It’s Mississippi State week, or as Auburn fans across the Twitterverse know it, “StateHate Week.”
We of the Wishbone have wrestled with the idea of just how much “hate” we really hold in reserve for the Bulldogs of the Magnolia State. Do we truly hate them? Is doing so actually giving them too much credit? Are they worthy of actual, honest-to-badness “hate?” In other words, Mississippi State: Do you rate the hate?
Then we remember the events of 2010 as they pertained to Dan Mullen and the Miss State program in general. We remember what a mess they stirred up—a mess that, as Gene Chizik later described it, was “a Mississippi State problem” all along, never an Auburn problem.
And we remember what we think of Mullen in general.
And then, lo and behold, the hate comes flowing right along. Well, still maybe not real, visceral hate. Again, that may be taking things too far when we’re only talking about Mississippi State.

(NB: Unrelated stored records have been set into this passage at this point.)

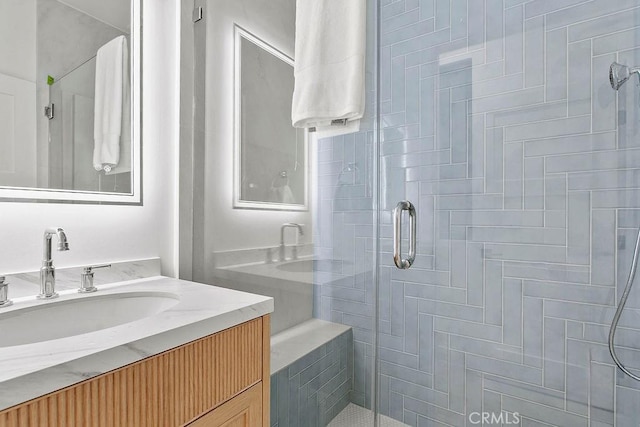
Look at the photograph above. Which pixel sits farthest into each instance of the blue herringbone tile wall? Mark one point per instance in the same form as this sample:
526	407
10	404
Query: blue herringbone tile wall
497	120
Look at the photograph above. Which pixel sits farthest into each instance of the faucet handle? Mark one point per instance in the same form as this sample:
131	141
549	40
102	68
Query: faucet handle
4	293
89	269
86	278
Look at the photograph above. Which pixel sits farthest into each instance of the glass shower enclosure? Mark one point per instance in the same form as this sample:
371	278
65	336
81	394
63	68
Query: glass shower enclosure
497	121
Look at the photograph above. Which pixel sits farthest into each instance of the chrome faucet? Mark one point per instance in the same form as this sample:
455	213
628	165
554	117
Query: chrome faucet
281	248
48	272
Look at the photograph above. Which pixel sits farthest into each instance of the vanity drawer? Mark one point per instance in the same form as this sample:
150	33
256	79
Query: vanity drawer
169	389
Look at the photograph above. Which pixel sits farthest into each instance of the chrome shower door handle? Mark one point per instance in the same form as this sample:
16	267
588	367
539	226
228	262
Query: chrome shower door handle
400	262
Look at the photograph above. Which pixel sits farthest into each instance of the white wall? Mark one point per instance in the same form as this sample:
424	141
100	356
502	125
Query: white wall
18	35
112	233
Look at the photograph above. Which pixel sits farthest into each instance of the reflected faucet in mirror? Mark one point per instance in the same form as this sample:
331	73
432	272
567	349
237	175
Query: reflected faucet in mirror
294	250
47	272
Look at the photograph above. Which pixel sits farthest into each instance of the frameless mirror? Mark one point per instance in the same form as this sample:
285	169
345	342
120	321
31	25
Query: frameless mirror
70	100
271	155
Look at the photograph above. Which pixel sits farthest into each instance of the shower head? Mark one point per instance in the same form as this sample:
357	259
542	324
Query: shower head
619	74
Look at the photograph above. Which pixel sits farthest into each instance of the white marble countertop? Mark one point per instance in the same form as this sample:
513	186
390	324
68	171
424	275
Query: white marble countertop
31	370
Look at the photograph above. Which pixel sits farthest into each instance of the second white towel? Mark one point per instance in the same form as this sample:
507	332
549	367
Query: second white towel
329	62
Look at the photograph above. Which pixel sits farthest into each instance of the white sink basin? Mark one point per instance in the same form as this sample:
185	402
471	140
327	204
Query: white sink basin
79	315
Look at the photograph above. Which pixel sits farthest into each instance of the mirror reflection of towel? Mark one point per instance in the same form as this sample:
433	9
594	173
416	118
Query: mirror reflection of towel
282	194
111	102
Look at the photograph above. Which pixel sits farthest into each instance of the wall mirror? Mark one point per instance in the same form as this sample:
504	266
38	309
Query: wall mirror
70	101
271	155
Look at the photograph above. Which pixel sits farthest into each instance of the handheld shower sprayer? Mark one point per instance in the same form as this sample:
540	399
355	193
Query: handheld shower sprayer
618	75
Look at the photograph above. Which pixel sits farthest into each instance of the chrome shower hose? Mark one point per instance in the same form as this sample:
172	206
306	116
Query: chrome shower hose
623	302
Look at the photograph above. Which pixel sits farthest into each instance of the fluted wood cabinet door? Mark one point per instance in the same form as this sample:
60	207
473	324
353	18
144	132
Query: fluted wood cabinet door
244	410
171	389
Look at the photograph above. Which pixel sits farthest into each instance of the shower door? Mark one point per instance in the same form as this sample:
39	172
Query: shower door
497	121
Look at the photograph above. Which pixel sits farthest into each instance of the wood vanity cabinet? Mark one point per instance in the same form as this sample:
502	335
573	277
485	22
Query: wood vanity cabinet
219	380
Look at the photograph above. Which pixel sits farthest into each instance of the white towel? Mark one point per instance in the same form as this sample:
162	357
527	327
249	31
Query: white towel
111	103
329	62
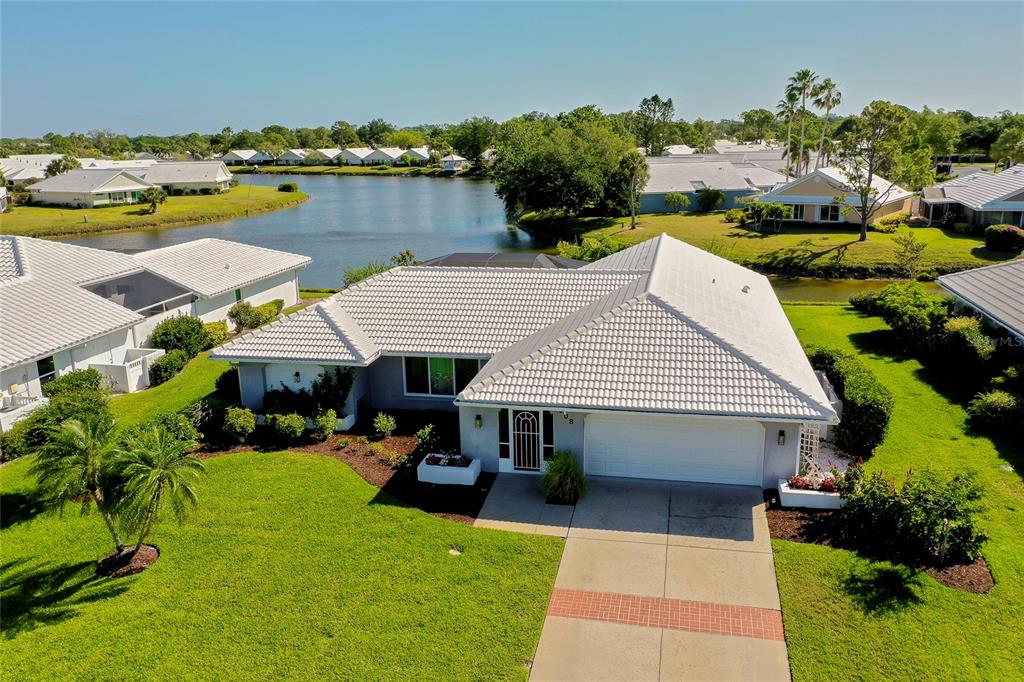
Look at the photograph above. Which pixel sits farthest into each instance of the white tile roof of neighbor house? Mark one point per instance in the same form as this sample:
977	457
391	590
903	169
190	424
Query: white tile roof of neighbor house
211	267
685	177
44	306
660	327
996	291
87	180
186	171
981	190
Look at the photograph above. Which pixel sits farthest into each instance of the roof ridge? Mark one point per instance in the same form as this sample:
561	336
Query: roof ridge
720	340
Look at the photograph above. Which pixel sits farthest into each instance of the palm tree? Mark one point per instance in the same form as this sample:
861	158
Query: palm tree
803	82
159	471
76	465
826	96
786	109
153	196
634	166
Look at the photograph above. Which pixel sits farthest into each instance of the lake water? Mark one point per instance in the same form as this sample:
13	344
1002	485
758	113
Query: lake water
352	220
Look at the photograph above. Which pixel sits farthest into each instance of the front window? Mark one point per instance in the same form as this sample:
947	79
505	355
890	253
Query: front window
439	376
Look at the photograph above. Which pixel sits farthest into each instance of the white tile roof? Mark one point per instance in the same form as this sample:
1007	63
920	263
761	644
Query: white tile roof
660	327
996	291
698	335
981	190
211	267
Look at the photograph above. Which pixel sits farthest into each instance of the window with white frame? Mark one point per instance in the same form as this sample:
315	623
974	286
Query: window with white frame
828	213
438	376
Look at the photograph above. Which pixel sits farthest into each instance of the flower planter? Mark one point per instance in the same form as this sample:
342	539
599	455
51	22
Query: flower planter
445	475
792	497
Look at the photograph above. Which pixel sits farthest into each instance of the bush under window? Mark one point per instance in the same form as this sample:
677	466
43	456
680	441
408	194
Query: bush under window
167	367
182	333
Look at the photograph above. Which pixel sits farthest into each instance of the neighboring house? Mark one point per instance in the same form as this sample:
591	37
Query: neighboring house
994	291
189	176
981	198
354	156
813	197
66	307
737	180
453	163
88	187
291	157
384	156
659	361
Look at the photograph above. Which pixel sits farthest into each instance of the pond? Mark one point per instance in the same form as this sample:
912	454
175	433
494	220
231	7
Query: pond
352	220
355	219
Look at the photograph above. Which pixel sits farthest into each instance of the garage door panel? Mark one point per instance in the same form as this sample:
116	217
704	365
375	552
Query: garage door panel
674	449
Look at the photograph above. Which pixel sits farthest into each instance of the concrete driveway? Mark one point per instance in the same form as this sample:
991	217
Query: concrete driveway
657	582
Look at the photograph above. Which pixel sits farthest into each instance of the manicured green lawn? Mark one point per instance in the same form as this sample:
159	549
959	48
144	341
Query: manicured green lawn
293	567
847	616
196	381
813	250
57	221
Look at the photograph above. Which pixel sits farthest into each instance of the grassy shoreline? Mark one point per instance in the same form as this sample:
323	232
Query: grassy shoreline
241	202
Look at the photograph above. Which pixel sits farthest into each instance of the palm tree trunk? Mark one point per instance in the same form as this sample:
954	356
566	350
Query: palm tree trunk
821	142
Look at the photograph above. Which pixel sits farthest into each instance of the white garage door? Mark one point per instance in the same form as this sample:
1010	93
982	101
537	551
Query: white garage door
708	451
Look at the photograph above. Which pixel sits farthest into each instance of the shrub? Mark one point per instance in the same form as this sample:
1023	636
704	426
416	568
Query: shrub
867	405
288	428
563	482
915	316
426	437
995	410
182	333
167	367
384	424
967	347
1005	238
79	380
927	521
734	215
216	334
865	301
324	424
239	423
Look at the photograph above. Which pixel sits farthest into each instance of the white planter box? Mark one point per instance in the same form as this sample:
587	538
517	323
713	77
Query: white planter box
788	497
434	473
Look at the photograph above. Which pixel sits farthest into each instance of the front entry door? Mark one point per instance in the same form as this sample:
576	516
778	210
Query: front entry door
525	440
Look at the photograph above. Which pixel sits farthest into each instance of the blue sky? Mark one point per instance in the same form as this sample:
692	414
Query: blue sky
165	68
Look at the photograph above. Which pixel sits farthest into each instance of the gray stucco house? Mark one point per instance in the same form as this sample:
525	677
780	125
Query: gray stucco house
659	361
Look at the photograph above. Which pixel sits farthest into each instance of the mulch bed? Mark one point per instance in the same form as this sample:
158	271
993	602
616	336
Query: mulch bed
455	503
127	561
814	526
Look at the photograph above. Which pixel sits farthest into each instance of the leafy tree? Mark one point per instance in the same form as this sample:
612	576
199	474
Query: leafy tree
473	136
803	83
61	165
159	471
759	122
677	201
77	465
374	132
710	199
343	134
876	145
153	197
653	120
634	167
827	97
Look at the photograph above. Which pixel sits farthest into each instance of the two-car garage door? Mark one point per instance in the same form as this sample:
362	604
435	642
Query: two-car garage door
712	451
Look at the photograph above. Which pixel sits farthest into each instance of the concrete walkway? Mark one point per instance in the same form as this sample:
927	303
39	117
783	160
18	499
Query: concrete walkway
657	581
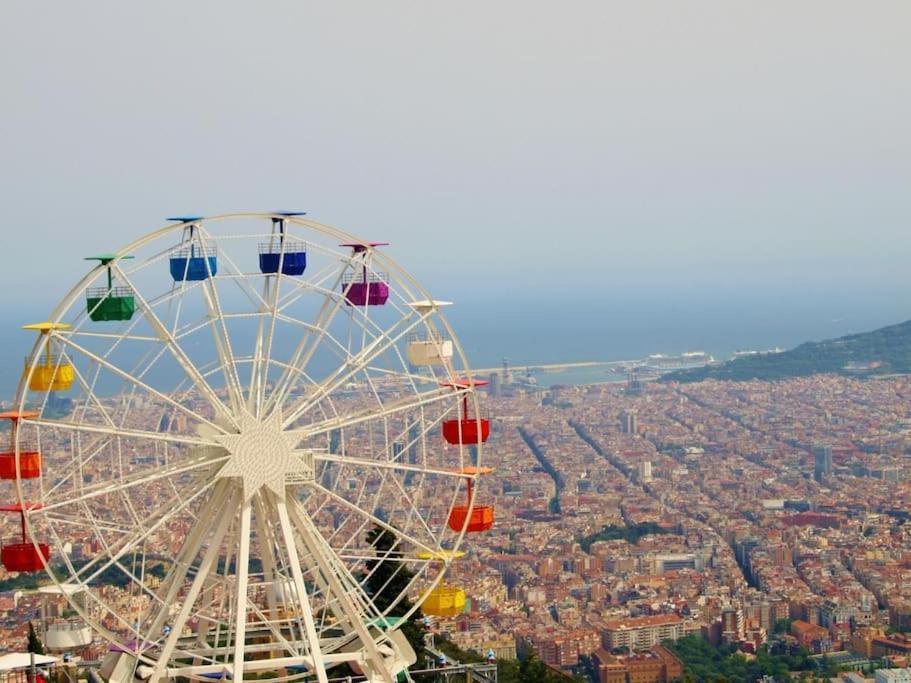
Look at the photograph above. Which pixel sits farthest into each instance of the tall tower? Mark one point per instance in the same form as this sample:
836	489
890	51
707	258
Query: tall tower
822	462
507	374
629	422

But something kinda sorta akin to hate. And, for those guys, that’s probably enough.
Are Things Better?
When you’re trying to tell if your college football team has improved there are several methods you can use. You can look at raw statistical data to see if the team’s performance has improved in key areas (either straight up or relative to other teams). You can look at how outside people perceive your football team. Or you can use the “eyeball test.” This week we will use all three methods to decide if Auburn is better, where it might be better and what it all means for the Mississippi State game.
How can we tell things are better?
1) Looking at Numbers.
The Tigers’ raw numbers are better in key areas:
Auburn is averaging 6.21 yards per rush after averaging 4.01 yards per rush last season.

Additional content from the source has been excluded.